With a big smile and a full heart, I watched my hummingbird finally gather himself, walk with his little feet to the edge of my palm, and fly away.


Valentine

Reminders are everywhere. But still, too often, I forget to say I love you.


Sandy


She finds joy in the smallest of natural wonders.

She will stop her chores to watch with fascination the comings and goings of a cicada wasp in the barn. Or a frog in the yard. Or a family of deer. And her excitement over these miracles, these brushes with nature that most people never take the time to notice, is infectious. I look forward to sharing things with her. An eagle sighting. A hummingbird nest found in the woods. A beautiful moth. An odd insect. A storm cloud.

She loves dogs. And those who are lucky enough to win the lottery that is being her dogs are blessed with a profound, unending outpouring of affection that begins the moment they meet, and does not end. Ever. The spirits of dogs past are still and forever bathed in the warmth of her love for them.

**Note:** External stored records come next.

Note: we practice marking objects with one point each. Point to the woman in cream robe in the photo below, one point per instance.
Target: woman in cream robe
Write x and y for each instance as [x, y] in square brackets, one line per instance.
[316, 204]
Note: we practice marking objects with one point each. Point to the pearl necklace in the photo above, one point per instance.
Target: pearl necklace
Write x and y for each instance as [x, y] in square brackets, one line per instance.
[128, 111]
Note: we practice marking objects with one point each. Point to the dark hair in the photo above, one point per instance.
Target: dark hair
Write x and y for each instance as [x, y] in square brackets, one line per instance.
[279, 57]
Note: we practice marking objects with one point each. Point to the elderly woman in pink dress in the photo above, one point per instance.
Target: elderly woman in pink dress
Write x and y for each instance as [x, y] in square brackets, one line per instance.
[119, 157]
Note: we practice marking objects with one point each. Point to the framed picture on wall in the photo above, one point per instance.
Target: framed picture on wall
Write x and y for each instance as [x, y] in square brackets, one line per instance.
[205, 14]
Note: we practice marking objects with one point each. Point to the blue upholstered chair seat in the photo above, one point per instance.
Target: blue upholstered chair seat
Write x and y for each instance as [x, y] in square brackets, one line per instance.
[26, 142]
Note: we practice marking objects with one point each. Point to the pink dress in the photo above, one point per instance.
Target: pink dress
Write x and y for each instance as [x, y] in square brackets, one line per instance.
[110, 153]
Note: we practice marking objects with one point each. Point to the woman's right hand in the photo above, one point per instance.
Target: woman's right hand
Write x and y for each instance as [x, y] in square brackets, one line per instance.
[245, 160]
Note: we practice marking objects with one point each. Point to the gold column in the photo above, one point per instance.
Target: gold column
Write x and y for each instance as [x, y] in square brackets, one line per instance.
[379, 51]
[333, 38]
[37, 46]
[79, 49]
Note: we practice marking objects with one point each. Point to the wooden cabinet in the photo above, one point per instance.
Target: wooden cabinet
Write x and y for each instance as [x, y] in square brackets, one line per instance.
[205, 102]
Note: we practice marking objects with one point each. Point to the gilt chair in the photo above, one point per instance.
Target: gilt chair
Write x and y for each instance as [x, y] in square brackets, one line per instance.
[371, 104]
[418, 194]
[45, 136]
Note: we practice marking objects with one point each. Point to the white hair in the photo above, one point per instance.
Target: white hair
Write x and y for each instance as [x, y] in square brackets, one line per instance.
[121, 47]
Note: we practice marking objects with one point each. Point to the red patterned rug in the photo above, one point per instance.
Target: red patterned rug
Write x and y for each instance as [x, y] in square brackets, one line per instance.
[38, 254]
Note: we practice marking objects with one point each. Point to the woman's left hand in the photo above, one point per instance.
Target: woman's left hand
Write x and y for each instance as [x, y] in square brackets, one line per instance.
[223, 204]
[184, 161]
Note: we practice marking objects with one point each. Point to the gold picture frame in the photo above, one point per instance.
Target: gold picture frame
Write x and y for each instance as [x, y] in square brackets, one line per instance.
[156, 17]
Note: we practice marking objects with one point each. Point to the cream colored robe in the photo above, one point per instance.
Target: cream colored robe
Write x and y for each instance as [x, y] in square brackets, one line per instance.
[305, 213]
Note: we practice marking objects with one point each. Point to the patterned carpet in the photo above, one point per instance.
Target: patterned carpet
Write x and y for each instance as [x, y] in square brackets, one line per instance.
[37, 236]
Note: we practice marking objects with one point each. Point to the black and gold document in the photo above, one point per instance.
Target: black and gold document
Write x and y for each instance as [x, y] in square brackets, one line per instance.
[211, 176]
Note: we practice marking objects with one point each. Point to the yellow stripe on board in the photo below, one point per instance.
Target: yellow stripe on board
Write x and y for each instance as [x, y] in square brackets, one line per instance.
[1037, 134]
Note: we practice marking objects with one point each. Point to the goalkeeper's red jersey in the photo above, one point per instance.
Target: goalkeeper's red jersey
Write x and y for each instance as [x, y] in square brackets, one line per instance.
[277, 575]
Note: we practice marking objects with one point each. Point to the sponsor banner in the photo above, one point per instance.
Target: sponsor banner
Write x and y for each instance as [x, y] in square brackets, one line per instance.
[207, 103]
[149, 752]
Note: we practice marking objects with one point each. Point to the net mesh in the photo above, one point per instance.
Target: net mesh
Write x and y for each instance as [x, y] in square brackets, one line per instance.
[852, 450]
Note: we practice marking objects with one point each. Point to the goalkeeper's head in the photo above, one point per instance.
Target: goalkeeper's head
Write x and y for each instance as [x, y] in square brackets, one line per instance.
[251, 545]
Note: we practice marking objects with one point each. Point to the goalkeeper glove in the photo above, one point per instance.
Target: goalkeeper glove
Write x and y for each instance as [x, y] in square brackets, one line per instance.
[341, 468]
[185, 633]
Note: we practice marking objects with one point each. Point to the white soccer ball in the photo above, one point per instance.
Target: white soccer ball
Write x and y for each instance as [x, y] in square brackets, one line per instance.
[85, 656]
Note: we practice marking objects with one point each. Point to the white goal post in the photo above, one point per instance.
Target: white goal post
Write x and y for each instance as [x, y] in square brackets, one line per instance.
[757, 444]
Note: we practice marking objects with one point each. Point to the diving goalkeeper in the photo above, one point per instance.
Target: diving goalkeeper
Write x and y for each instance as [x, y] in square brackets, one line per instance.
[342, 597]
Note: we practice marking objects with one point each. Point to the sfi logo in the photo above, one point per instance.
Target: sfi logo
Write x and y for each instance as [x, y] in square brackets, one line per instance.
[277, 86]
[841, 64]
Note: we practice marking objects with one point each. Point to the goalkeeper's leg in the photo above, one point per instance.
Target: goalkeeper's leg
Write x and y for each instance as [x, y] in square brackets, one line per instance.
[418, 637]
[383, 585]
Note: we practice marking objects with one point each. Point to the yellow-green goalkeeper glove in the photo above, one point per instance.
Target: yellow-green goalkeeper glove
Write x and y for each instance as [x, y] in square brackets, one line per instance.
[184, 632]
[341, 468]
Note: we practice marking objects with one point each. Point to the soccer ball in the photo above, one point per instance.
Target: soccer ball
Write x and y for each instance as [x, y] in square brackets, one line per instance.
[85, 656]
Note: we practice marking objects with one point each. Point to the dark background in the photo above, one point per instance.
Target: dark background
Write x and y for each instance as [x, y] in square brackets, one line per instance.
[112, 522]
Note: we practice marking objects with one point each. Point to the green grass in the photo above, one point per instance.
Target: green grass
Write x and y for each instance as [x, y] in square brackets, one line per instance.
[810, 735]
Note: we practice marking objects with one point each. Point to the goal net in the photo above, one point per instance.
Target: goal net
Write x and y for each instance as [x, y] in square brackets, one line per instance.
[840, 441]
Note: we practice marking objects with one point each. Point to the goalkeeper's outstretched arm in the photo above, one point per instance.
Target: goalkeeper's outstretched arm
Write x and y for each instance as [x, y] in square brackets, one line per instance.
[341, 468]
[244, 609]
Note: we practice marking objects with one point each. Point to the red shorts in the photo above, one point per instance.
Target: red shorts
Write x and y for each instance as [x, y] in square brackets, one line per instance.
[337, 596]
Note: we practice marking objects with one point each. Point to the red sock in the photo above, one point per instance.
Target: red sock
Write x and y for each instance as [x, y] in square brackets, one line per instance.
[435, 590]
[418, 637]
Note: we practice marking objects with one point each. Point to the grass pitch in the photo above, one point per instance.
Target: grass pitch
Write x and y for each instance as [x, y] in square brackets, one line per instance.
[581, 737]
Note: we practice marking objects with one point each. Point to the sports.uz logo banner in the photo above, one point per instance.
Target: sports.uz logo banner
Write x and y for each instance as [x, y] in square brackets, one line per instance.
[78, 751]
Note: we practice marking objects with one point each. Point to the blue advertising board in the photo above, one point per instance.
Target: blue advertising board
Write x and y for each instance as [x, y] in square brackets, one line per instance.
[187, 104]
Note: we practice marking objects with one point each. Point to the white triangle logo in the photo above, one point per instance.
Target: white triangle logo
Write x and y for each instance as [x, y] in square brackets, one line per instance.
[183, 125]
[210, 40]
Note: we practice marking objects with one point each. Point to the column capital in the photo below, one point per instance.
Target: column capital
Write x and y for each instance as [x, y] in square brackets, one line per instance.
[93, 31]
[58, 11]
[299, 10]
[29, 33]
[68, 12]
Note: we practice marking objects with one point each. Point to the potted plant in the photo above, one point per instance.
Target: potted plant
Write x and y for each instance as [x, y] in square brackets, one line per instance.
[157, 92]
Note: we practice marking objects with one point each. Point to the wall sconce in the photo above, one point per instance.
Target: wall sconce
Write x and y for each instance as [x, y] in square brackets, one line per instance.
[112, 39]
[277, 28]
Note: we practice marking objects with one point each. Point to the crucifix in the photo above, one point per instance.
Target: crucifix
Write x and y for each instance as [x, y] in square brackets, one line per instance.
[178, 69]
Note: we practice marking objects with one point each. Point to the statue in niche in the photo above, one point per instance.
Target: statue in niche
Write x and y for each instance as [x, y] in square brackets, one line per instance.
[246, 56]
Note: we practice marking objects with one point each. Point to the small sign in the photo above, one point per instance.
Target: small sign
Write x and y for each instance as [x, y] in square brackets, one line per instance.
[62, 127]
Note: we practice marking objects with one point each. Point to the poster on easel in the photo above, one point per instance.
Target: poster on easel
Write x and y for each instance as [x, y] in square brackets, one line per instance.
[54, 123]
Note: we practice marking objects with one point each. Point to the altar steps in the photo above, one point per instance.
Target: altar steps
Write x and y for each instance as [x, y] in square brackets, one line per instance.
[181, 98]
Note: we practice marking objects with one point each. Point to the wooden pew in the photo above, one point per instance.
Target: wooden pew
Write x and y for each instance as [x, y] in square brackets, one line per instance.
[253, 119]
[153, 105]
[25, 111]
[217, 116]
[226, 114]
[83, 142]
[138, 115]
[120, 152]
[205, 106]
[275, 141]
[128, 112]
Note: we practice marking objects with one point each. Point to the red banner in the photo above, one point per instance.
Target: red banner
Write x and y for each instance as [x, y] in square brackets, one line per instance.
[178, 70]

She has a way with horses. Once, in the middle of the night, we awoke to the sound of our horses in distress. We went out to find that five horses from the property a few lots over had gotten loose, and were rummaging through the woods adjacent to our paddocks. The sound of five confused horses snapping limbs, snorting and crying out was of course quite disturbing to our horses, who responded by freaking the hell out. What happened next was truly remarkable. In the dark, surrounded by nine very agitated beasts and one very nervous husband, she orchestrated a horse/space/time management plan. Our horses were carefully but quickly calmed and gathered and put in the barn in a sequence that would cause the least anxiety to those who remained out. Then, in the woods, the mare who she presumed the others would follow was corralled and led through dense woods around to a gate. The others frightfully followed. All the while she gave me things to do and told me where to stand to be safe. Everyone got in and separated safely, and it was one of the most impressive displays of natural horsemanship I’ve ever seen.

Long ago I read somewhere that you know you’re with the right person when you each want the others’ dreams for them more than you want yours for yourself. When I see her riding, or grooming or preparing for a show, or when I hear her enthusiastically talking to a friend about some riding problem she had worked out, or when I see the horses come in from the front field to meet her at the barn in the morning, I know it’s true.

As for me, these days I think a lot about my life and who I am. Maybe it’s the recent reconnecting with people from my past, maybe it’s just age, but I look back. I don’t dwell, or try not to anyway, but I look back. And when I do, the most amazing thing comes into focus: the only time I have ever really been comfortable, confident, truly happy with who I am, is the time I’ve been with her.

She didn’t change who I am. But she loves the best of me, and I like to think she brings it out. My parents made me who I am, but she is the one who made it possible to find myself. I’m lucky to have found her. I love you.